Figure 6. Theoretical model of peripheral nuclear movement.
A-C. Schematic of a nucleus (red) surrounded by myofibrils (white) before (A) and during (B and C) peripheral migration. Longitudinal view (left) and transversal view (right). R0, radius of the undeformed nucleus. ΔR, amplitude of radial deformation. Fn= force applied by myofibrils on the nucleus. L, length between crosslinkers (blue). h, height of a nuclear wrinkle.
D. Transversal schematic of a stable nuclear wrinkle (top) and unstable nuclear protrusion (bottom). w, width of a nuclear wrinkle/protrusion. ΔP, difference in hydrostatic pressure between nucleus and wrinkle upon an increase of h.
E. Model of the stability of wrinkles relative to force on the nucleus. The scaled wrinkle size h/w is plotted as a function of L based on the function 4T/L*R0*E. Above the threshold h/w ≈ 1, the nucleus is moved to the periphery. Different situations are ploted: relaxed myofibrils (blue), contractile myofibrils (green), contractile myofibrils with predicted nucleus Elastic modulus (E) (Orange).
F. Model for the stability of wrinkles relative to global nuclear stiffness, i.e Elastic modulus. The scaled wrinkle size h/w is plotted as a function of global E. The model analyses both large and small E regimes; the intermediate regime is here extrapolated.

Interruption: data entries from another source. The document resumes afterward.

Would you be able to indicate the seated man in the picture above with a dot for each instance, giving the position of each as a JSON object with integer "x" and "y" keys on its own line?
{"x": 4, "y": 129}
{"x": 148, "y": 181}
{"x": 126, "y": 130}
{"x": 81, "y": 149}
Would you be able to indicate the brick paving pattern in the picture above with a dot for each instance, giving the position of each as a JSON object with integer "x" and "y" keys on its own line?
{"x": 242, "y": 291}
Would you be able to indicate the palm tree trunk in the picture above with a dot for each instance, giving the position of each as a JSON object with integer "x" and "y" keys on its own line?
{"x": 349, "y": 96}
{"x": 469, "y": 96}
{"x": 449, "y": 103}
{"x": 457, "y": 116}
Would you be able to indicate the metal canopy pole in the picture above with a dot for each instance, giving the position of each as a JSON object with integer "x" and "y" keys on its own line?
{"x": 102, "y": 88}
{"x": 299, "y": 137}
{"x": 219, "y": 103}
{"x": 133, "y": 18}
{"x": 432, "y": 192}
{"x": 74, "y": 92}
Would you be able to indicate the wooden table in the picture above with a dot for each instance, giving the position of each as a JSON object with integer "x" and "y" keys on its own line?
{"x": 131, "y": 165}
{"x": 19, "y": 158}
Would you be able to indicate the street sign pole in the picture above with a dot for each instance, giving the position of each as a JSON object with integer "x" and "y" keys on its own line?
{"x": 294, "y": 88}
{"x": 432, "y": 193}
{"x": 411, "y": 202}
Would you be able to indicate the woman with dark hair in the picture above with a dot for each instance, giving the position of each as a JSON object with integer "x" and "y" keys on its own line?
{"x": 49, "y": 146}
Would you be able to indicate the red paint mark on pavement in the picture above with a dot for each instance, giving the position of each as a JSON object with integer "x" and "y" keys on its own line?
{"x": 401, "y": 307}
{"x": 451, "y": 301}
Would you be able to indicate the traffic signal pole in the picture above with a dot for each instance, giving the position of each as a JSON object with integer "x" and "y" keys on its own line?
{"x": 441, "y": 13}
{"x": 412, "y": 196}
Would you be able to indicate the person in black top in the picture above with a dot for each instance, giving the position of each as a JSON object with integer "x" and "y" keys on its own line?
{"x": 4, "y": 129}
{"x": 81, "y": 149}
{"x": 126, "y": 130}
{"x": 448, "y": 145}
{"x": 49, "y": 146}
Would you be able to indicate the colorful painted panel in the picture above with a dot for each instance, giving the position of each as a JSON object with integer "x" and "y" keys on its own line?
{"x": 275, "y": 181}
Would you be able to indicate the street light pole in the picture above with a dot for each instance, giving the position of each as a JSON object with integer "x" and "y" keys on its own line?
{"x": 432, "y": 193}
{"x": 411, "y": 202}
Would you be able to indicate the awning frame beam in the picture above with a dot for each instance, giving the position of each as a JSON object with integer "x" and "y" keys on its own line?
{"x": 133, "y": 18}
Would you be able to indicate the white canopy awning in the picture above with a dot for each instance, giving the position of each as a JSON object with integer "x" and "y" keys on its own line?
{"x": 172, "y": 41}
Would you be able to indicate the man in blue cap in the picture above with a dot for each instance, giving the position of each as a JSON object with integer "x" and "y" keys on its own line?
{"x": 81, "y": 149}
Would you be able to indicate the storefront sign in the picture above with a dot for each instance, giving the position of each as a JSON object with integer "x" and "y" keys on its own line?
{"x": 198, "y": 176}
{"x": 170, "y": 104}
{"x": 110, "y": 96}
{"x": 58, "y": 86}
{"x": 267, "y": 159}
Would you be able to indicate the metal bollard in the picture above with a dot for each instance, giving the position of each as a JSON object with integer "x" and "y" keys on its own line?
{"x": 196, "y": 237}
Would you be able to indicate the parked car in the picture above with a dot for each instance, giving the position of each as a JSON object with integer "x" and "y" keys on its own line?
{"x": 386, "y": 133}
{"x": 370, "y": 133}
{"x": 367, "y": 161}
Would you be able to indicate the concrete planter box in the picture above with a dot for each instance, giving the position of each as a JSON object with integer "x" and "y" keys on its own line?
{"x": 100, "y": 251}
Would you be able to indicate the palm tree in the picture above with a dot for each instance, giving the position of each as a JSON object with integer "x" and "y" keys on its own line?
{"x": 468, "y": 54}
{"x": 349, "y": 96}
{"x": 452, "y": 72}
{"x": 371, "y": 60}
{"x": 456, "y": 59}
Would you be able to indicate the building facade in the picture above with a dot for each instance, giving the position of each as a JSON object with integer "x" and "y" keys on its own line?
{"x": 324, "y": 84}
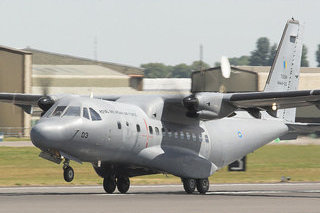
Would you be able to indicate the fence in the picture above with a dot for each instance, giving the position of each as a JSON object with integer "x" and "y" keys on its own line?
{"x": 15, "y": 132}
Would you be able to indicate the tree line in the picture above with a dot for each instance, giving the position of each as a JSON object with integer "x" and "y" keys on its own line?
{"x": 263, "y": 55}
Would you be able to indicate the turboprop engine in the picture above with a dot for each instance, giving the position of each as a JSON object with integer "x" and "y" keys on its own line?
{"x": 208, "y": 105}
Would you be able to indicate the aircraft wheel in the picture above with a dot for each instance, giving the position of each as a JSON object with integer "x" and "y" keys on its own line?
{"x": 123, "y": 184}
{"x": 68, "y": 173}
{"x": 109, "y": 184}
{"x": 203, "y": 185}
{"x": 189, "y": 185}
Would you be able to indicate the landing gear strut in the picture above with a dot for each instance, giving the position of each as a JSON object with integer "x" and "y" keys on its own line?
{"x": 109, "y": 184}
{"x": 68, "y": 172}
{"x": 190, "y": 184}
{"x": 202, "y": 185}
{"x": 123, "y": 184}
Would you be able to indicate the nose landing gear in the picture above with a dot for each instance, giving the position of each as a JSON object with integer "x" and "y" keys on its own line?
{"x": 190, "y": 184}
{"x": 123, "y": 184}
{"x": 68, "y": 172}
{"x": 110, "y": 183}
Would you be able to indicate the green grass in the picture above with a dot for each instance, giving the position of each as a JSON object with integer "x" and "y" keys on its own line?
{"x": 22, "y": 166}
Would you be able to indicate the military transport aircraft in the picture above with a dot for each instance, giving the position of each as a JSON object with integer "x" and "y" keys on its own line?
{"x": 188, "y": 136}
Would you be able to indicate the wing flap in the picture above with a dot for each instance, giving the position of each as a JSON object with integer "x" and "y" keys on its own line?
{"x": 282, "y": 100}
{"x": 304, "y": 128}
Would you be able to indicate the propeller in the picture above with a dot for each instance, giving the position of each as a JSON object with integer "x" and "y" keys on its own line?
{"x": 225, "y": 67}
{"x": 45, "y": 102}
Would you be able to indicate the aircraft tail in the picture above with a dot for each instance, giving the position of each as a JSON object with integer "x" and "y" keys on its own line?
{"x": 285, "y": 70}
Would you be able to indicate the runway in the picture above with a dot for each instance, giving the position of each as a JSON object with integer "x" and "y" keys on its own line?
{"x": 279, "y": 197}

G. Quantification of peripheral nuclei positioning in 10-day myofibers treated with tetrodotoxin from day 4.5. Data from 3 independent experiments were combined and error bars represent s.e.m from indicated n nuclei for each cohort. Unpaired t-test was used to determine statistical significances, where *** P < 0.001.
H. Representative images of the first (left) and last (right) frame of a 24-hour time-lapse movie of untransfected as well as ChR2-GFP (green) and H2B-iRFP (red) transfected myofibers exposed to blue light Nuclei from transfected (red dashed line) and untransfected (yellow dashed line) myofibers are indicated. . 00:00 (hh:mm) corresponds to 3.5-day myofibers. Scale bar, 10 μm. Image shown is representative of 4 experiments.
I. Quantification of nuclei migrating to the periphery as in B., and expressing ChR2-GFP not exposed to light. Data from 6 independent experiments were combined and error bars represent s.e.m from indicated n nuclei for each cohort. Unpaired t-test was used to determine statistical significances, where *** P< 0.001. Source data is available in Supplementary Table 3.